Study selection criteria
Studies were screened and selected by all investigators on the basis of a priori criteria. Inclusion criteria were as follows: (1) the study was a comparative or single-cohort study that investigated the medical records of patients with gastric cancer who underwent partial or total gastrectomy, and (2) at least one of the following main clinical outcomes was reported: the incidence of osteoporosis, changes in BMD, or changes in bone metabolism related markers. Partial gastrectomy included Billroth I and Billroth II operations, and total gastrectomy included the Roux-en-Y operation. Bone metabolism-related markers included parathyroid hormone (PTH), 25-monohydroxy vitamin D (25(OH)D), 1,25-dihydroxy vitamin D(1,25(OH)D), serum calcium, and phosphorus.

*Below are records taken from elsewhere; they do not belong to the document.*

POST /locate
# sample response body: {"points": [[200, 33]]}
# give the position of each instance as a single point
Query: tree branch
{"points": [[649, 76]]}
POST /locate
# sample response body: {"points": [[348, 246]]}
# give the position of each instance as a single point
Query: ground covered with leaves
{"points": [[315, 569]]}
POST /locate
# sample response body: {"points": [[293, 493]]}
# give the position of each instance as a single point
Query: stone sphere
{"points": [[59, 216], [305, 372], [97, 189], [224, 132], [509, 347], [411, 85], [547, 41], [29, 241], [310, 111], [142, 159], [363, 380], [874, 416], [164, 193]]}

Exclusion criteria were as follows: (1) the study accessing patients with bariatric surgery or gastric ulcers; (2) the study used national registry data; (3) the study accessing patients with a prior history of osteoporosis treatment (bisphosphonate, selective estrogen receptor modulator, or vitamin D) that could influence the natural course of bone metabolism after gastrectomy; and (4) the article was a review, expert opinion, case report, or basic science study.
Outcome measures and data extraction
The primary outcome for the meta-analysis was the prevalence of osteoporosis in postgastrectomy patients. In each study, osteoporosis is defined as T-scores ≤ −2.5 at either the femoral neck or spine according to the World Health Organization definition [7]. The risk of osteoporosis was also evaluated according to the type of gastrectomy (partial or total) and sex (male or female). The secondary outcomes of this study were changes in BMD and bone metabolism-related markers, which were compared pre- and postoperatively in patients who underwent gastrectomy and between patients who underwent gastrectomy and matched controls.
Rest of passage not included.